И Земля умолкла. И нам, на Марсе, стало горько, потому что правы оказались мы. А на Земле еще шире распространилось безумие и отчаяние. Мнимые пророки богатели, предсказывая, что мы обречены навеки оставаться в одиночестве. И вот что написал я для одной газеты:

„Марс — пустыня. Огромная красная пустыня, которую золотит неяркое солнце, а по ночам — робкие лучи двух лун. Стылое море иссохло в пыль, лишь порою старый усталый ветер, свистя в трещинах скал, подобных полуразрушенным колоннам, поднимает на нем серую пену песка, или медлят на нем холодные мерцающие туманы марсианского утра. Ветер стар и утомлен, он только свистит, никогда ему не петь в обнаженных ветвях дерев. На Марсе нет деревьев. И лишь порой ночами отсветы и трепетные тени бесцельно бродят по белым тропам прожекторов; они похожи на странные мертвые деревья, наклеенные на черные экраны, и еще они напоминают мертвенно бледные и зеленые деревья Земли, те, что шумят и бушуют в бурю или мирно простирают ветви в часы затишья, сонные деревья память о Земле.

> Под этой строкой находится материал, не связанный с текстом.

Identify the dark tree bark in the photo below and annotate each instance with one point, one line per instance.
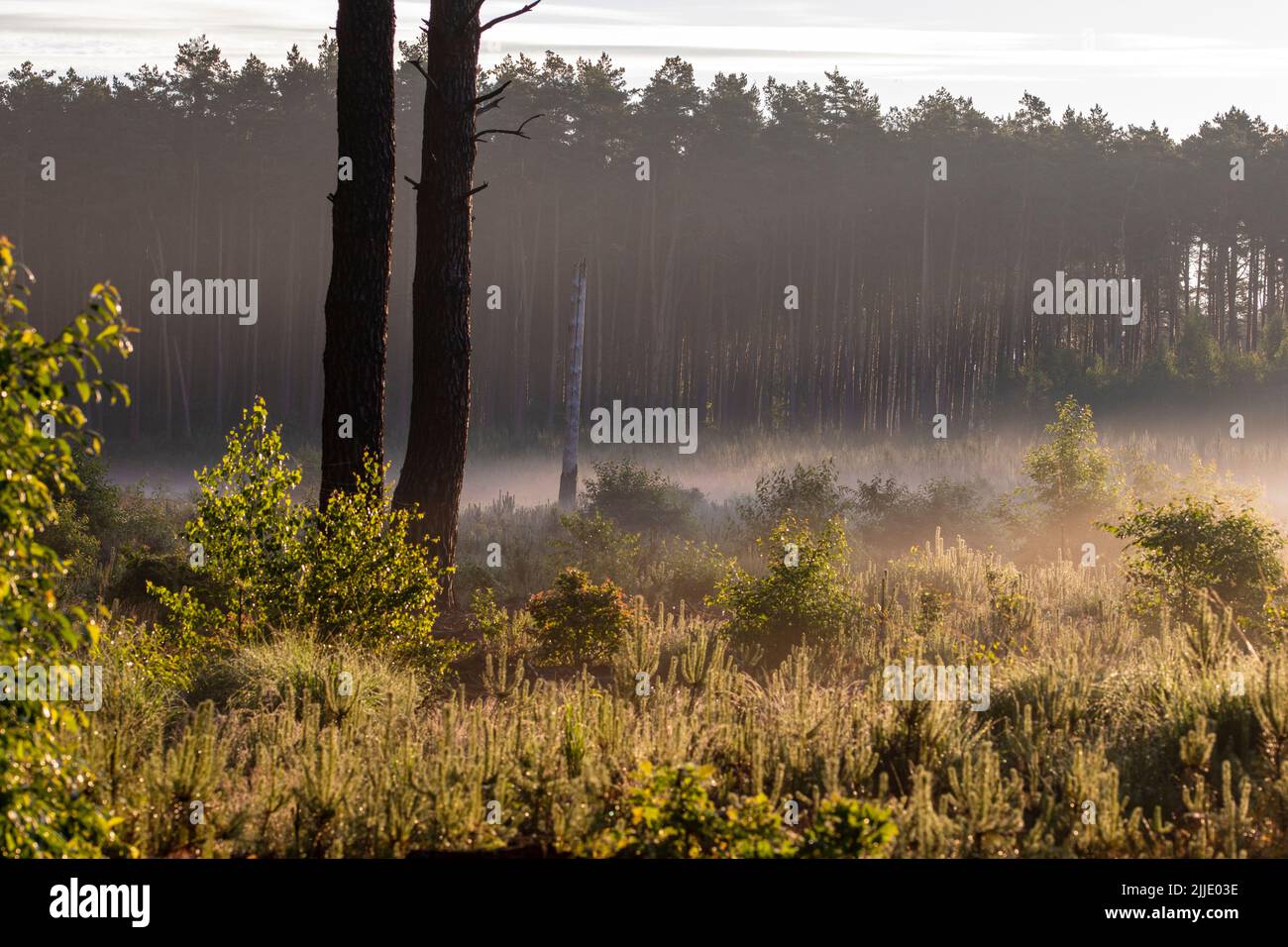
(362, 218)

Но тени эти — лишь грезы, призрачные воспоминания древних равнин Марса“.

Итак, мы завоевали Марс и два его спутника. Мы работали как одержимые. Предстояли уже не века, а тысячелетия исследований; и уже не только для внуков, но для себя мы жаждали звезд, которые так ясно и холодно сияли в небе Марса.

Однажды вечером мы слушали оркестр с Землимузыка звучала так, словно играл он здесь, в нашем воздушном пузыре. А потом между этим нашим жилищем и Землей прошла одна из марсианских лун, и несколько секунд мы только и слышали завывание и треск помех. И ждали, не смея вздохнуть,— так среди ночи, замирая, слушаешь, как кровь стучит в висках.

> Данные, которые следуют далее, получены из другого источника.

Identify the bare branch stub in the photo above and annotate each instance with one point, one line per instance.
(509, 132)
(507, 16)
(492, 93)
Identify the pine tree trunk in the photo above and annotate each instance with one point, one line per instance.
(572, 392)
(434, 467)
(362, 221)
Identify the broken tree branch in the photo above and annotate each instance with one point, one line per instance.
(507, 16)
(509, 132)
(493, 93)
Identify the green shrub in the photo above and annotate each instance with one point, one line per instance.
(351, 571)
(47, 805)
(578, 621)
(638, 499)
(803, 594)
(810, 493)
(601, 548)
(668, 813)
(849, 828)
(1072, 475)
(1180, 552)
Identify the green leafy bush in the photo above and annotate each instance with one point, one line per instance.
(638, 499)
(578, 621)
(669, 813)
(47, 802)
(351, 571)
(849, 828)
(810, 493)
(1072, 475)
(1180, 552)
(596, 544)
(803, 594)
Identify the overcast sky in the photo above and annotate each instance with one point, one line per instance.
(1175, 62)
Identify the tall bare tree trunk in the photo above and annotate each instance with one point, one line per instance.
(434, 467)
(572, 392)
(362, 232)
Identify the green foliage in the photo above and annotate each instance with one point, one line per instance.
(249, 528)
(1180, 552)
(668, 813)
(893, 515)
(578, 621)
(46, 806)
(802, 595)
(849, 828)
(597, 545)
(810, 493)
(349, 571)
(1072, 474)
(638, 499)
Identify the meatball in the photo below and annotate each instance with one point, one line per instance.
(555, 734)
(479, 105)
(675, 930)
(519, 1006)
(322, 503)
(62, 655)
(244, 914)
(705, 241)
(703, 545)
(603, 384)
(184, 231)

— Оркестры играют только на Земле, — промолвил Ласаль.

— Что ты хочешь этим сказать? — резко спросил Ферье.

— Сколько месяцев, сколько лет мы обшариваем небо и ни разу не поймали никаких передач, кроме как с Земли.

— А ты чего ждал? — спросил Ферье.

— Не знаю, — сказал Ласаль. — Крика, зова, голоса. Необъяснимой дрожи эфира.

Мы смотрели на этих двоих, уронив руки на колени, лица у всех осунувшиеся, усталые.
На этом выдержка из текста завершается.